The “landfill can no longer be an option for any food, for any reason,” McQuillan said.

It’s also better for Baldor’s business.

“There is a substantial benefit to the bottom line in two ways: If you are able to sell the sparcs, now you have revenue generation. You’re also saving whatever it would cost to eliminate it,” he said.

Chefs are used to being thrifty. Now, they’re joining the push to curb food waste.

Previously, the company would pay to have its discards hauled away and processed. Now, other companies are paying for those same discards, which are delivered as part of a Baldor truck driver’s regular route. The only cost is for hauling discards to the chicken feed factory, but it’s a third less than what the company would have paid its previous waste processor, and “we felt very good about the fact that it was being used in feed,” McQuillan said.

So if it’s good for the planet and good for the company, why isn’t every produce processor doing this? It’s partly because it can be hard to convince people that it is a good idea.

“When we first started talking about sparcs, operationally speaking, there was a resistance to change the way we processed this food,” McQuillan said. “I think this would be the case in any food-processing facility. If you are processing a certain way, you have protocols in place to handle any aspect of production. Changing those protocols is challenging.”
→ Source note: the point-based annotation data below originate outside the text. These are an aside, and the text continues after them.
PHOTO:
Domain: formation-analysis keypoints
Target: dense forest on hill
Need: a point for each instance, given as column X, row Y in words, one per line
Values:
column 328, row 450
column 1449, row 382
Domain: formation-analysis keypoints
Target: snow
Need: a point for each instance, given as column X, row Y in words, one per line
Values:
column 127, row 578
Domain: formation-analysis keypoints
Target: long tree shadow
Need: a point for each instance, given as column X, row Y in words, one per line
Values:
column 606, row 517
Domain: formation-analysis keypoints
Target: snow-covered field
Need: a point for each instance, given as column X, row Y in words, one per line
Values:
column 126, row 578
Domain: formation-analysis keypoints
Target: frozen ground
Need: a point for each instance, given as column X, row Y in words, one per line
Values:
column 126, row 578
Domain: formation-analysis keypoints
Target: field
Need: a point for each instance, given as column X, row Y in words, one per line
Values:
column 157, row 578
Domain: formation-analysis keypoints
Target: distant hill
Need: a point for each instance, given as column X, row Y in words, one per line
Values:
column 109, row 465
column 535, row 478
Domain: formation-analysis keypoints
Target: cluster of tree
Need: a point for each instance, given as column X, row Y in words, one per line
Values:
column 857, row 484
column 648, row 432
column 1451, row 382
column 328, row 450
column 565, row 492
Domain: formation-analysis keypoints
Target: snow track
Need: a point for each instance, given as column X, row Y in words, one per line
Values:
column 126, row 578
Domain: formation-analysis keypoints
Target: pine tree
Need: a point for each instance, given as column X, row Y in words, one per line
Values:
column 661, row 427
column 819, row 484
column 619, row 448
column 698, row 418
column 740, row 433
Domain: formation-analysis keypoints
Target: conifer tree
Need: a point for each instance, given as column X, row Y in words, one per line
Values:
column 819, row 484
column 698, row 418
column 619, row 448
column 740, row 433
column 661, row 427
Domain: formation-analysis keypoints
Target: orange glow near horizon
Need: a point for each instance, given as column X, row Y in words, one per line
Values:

After all, it’s easier to just send thousands of pounds of garbage away in a truck. It’s harder to turn them into sparcs and find a second use for them. But McQuillan hopes that more food producers will find a way to use these remnants in their products, whether to feed the needy or just to sell to everyday consumers.

And even though corporate changes could have a huge effect, McQuillan hopes to see sparcs-based cooking at the consumer level, too. The easiest step is that time-old trick of throwing vegetable odds and ends into a plastic bag in the freezer and using them to make a big pot of broth at the end of the week. According to the Natural Resources Defense Council, we throw away 25 percent of the food we purchase. The average family of four spends an average $1,560 each year on food they never eat.

“I think that would be a wonderful day, if we thought about, in our own kitchen, how we could be more responsible,” McQuillan said.